De crítico de cine a “Al final de la escapada”
Jean-Luc Godard en 1971 |
De Al final de la escapada, se ha dicho una y otra vez, que fue una revolución en 1960. Es también una lámina increíble, que multiplica por diez una apuesta modesta y supera la expectativa hábilmente mantenida por Godard y su productor, Georges de Beauregard.
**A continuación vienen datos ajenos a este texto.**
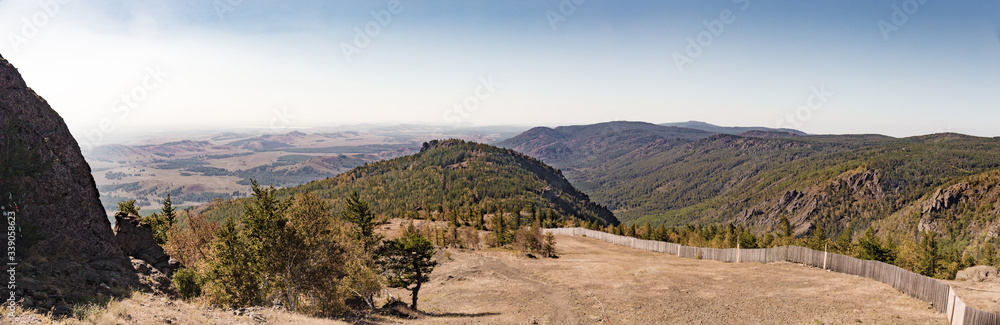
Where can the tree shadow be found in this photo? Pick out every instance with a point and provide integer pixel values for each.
(459, 315)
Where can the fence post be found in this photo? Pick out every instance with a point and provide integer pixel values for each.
(738, 251)
(824, 256)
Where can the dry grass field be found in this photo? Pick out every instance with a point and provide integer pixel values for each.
(593, 282)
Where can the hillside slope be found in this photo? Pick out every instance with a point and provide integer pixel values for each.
(755, 179)
(582, 146)
(734, 130)
(466, 179)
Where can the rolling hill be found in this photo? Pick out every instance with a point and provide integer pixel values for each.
(734, 130)
(467, 179)
(898, 185)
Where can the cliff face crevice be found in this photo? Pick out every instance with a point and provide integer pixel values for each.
(66, 251)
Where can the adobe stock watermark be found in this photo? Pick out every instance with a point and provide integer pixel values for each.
(900, 15)
(225, 7)
(31, 26)
(714, 28)
(124, 106)
(280, 120)
(818, 98)
(363, 36)
(566, 9)
(9, 212)
(470, 104)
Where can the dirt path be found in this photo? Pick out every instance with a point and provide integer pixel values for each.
(639, 287)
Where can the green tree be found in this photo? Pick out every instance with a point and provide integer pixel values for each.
(988, 255)
(163, 221)
(129, 207)
(786, 227)
(549, 245)
(927, 254)
(407, 263)
(818, 239)
(500, 231)
(235, 276)
(845, 242)
(358, 213)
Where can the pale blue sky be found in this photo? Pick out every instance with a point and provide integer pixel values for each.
(607, 60)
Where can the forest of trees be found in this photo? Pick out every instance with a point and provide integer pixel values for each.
(298, 254)
(925, 255)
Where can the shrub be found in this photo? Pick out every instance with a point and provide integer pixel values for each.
(188, 282)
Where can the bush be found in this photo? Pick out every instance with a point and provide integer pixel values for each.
(188, 283)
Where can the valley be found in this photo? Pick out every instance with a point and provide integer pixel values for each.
(196, 168)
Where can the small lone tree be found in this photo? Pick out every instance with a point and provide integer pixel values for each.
(871, 248)
(786, 227)
(358, 213)
(163, 221)
(407, 262)
(927, 259)
(128, 207)
(549, 245)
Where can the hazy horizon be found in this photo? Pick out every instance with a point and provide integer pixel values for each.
(899, 68)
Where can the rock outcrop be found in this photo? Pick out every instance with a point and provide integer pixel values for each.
(154, 267)
(136, 240)
(65, 249)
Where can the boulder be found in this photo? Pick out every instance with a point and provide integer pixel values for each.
(154, 267)
(135, 238)
(65, 247)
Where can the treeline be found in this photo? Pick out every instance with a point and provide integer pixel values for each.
(453, 179)
(926, 255)
(296, 253)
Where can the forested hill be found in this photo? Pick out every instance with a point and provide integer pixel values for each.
(900, 185)
(454, 177)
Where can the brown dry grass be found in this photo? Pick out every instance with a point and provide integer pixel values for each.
(591, 282)
(594, 281)
(147, 309)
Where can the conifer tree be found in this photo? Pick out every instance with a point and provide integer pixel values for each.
(407, 262)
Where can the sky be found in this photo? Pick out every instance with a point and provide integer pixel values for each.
(900, 68)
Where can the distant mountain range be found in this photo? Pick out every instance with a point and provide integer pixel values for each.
(665, 174)
(467, 179)
(734, 130)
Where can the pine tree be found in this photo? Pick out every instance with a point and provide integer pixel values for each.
(358, 213)
(844, 243)
(162, 222)
(786, 227)
(129, 207)
(872, 249)
(818, 239)
(549, 245)
(927, 259)
(235, 276)
(407, 261)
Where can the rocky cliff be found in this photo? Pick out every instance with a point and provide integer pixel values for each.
(65, 248)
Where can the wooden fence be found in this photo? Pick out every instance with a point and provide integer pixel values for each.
(940, 295)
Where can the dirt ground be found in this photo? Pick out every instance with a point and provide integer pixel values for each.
(594, 282)
(148, 309)
(983, 295)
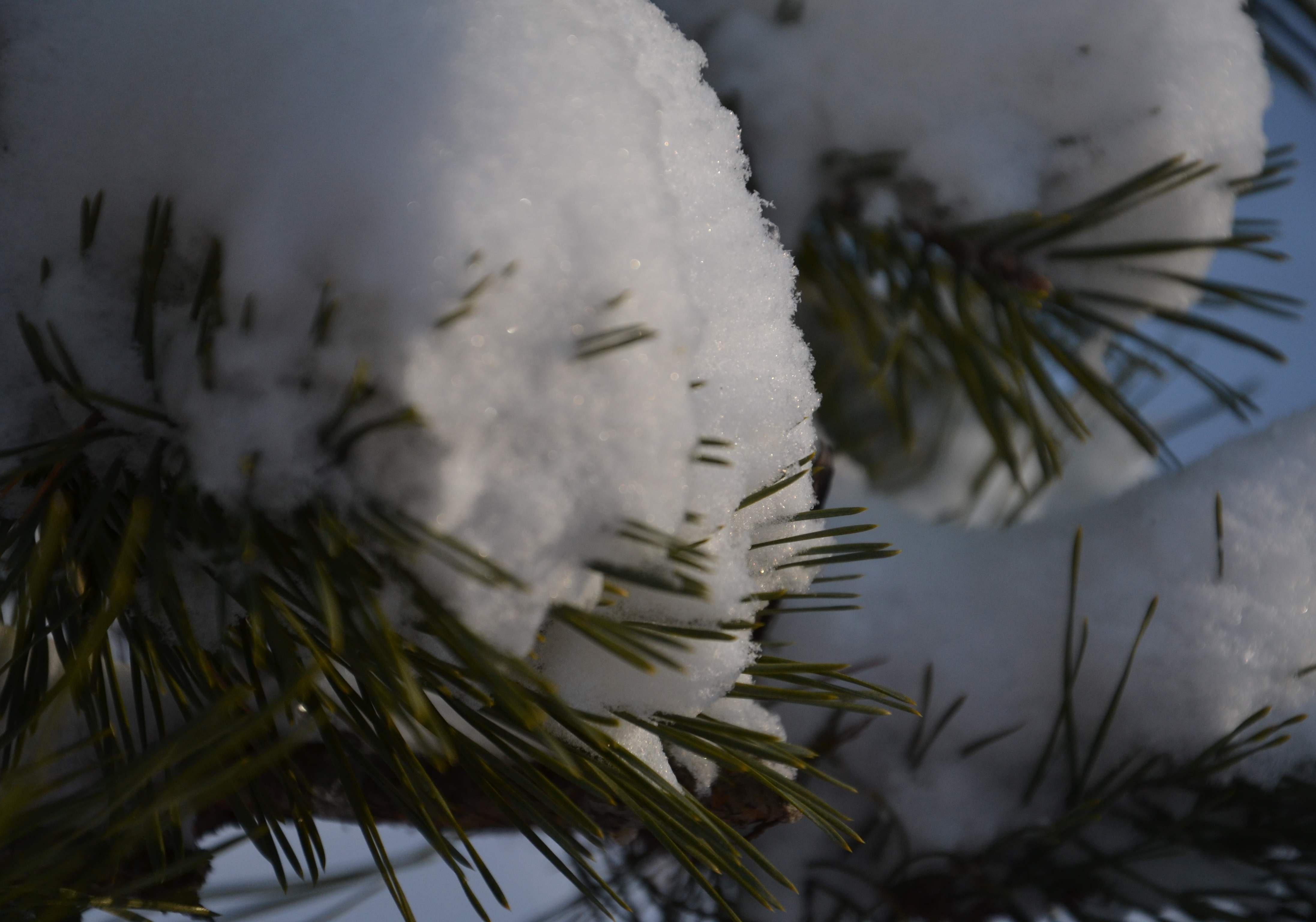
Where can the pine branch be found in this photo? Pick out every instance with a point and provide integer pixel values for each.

Objeto extraño que esta primera película de un joven-viejo principiante cuyo personaje es esbozado: traje estricto, apariencia seca y gafas de sol. Homenaje a los thrillers americanos de la serie B, vistazo a las calles de París, sus habitaciones desnudas, retrato de los dos jóvenes actores que van de uno al otro. Están llenos de vida, Jean Seberg y Jean-Paul Belmondo, tan deslumbrantes de frescura como "cansados" están sus personajes, destinados a un desenlace fatal. Para mantener el abundante metraje recogido en unas pocas semanas en una duración estándar, Godard tiene que cortar aquí y allá: las libertades que se permite con la edición nacen de la restricción, y su olvido (temporal) del clasicismo tiene todo el aire de la modernidad. Dando un paso atrás, el iconoclasta dirá que quería hacer su Scarface para terminar con una versión de Alicia en el País de las Maravillas.